Mon bon ami, M. Andrieux, qui est parti hier en poste pour Lyon, s'est chargé de remettre chez toi en passant devant ta porte : une petite caisse de sapin contenant quelque chose qui, je l'espère, te fera plaisir (2) ; un paquet où se trouvent quatre volumes d'un théâtre allemand, et une brochure qui est la Jeanne d'Arc de Schiller, dans laquelle j'ai mis la dernière lettre de Maine de Biran et la copie de la réponse dont je t'ai parlé, et qui contient toutes les bases et les principaux développements du quatrième système. Je ne sais quelle inquiétude me tourmente à ce sujet, mais je crains que cette copie vienne à s'égarer ; ce serait pour moi un grand chagrin.

[150]Tu dois recevoir le tout après-demain jeudi, et je te prierai de m'écrire sur-le-champ si tu l'as ; mais il y a apparence que ta lettre ne me trouverait plus à Paris, et que, si tu n'as pas répondu de suite à celle que je t'écrivis l'autre jour, je n'en recevrai point de toi avant mon départ ; ce qui me serait bien pénible.

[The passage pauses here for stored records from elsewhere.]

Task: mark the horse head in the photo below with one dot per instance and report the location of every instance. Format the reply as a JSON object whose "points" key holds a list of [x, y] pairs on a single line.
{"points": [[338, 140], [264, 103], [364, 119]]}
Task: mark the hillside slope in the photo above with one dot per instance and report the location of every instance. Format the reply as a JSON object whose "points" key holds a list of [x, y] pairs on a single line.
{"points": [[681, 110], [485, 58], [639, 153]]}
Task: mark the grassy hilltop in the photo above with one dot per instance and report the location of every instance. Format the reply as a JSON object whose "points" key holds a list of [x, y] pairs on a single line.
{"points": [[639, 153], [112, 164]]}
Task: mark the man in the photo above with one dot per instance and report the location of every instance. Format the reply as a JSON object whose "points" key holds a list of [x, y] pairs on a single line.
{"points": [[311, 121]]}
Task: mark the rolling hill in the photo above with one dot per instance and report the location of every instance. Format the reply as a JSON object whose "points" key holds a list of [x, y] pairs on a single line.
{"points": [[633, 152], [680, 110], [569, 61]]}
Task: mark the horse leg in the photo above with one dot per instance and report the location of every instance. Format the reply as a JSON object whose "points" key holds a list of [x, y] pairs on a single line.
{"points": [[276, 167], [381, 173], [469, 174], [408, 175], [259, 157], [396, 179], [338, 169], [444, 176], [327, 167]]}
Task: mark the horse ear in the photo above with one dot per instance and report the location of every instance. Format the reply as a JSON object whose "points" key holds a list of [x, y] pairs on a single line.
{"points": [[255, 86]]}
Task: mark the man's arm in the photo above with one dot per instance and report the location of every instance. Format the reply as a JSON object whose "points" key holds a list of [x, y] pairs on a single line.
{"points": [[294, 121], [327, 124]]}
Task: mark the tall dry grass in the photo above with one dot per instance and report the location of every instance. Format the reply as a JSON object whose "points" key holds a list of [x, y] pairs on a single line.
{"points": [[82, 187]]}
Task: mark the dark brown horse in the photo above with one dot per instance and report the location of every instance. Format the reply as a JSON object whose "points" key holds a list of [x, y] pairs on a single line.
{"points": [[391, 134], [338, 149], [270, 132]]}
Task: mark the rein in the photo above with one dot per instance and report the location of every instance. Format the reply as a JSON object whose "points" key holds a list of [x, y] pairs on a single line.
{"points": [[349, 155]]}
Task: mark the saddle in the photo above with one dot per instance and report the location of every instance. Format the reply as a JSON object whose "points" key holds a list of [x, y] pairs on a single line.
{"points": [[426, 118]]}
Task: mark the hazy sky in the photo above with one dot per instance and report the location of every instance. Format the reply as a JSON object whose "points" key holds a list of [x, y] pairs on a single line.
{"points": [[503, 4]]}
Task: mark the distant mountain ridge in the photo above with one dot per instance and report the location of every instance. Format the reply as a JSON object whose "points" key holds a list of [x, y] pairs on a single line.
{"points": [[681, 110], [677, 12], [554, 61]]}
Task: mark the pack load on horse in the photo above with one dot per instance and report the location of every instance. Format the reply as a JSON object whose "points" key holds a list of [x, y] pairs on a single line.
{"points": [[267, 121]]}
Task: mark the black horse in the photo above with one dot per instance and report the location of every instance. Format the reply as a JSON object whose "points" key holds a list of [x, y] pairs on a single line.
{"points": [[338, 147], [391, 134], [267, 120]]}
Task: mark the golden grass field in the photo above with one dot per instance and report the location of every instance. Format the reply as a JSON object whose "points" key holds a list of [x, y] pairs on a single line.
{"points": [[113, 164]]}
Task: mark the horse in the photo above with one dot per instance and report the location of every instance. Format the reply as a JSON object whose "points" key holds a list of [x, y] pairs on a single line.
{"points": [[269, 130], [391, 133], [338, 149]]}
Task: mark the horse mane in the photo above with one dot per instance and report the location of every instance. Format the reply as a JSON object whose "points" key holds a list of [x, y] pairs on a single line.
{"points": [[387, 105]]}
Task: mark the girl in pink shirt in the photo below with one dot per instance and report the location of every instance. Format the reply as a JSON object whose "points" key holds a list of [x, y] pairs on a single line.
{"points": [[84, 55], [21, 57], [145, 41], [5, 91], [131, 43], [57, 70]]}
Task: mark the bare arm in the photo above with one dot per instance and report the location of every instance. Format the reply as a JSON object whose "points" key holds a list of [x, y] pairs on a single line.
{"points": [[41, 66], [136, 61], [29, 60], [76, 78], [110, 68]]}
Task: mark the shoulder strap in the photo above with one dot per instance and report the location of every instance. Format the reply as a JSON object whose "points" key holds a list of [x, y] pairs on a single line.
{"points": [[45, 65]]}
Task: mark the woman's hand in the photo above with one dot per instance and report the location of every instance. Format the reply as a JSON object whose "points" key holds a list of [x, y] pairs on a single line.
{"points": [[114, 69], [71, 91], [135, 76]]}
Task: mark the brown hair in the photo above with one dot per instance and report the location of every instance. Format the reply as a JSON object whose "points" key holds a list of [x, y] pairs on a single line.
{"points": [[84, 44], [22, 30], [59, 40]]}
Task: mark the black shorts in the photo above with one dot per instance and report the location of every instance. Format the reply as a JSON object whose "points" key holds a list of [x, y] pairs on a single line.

Depuis les derniers événements dont je t'ai fait part, l'existence m'est si odieuse ici que je vais t'aller trouver dès que j'en aurai la permission du grand Maître. C'est un parti pris. Ce n'est qu'auprès de toi que je puis trouver du repos. L'amitié m'a empêché d'exposer celui de mon avenir, mais je ne sais quel regret, trop offensant pour elle, empoisonnera tant que je serai ici, les dédommagements qu'elle pourrait m'offrir. Toutes les[151] circonstances sont bien plus offensantes encore pour une autre personne dont la proximité me fatigue à présent plus que tout le reste. Mais mon parti est pris. Ainsi, sois bien tranquille ! J'espère t'embrasser dans dix ou douze jours. Il est inutile de parler à personne de mon prochain voyage à Lyon. Je ne me soucie pas qu'on le sache lors de mon arrivée.

Je t'aime et t'embrasse comme mon seul espoir et ma seule ressource dans mes peines. Adieu, adieu, Bredin ; pourquoi ne m'as-tu pas écrit depuis près d'un mois ?

[152]A monsieur Bredin, Professeur d'anatomie à l'École vétérinaire, près des portes de Vaise, à Lyon (Rhône)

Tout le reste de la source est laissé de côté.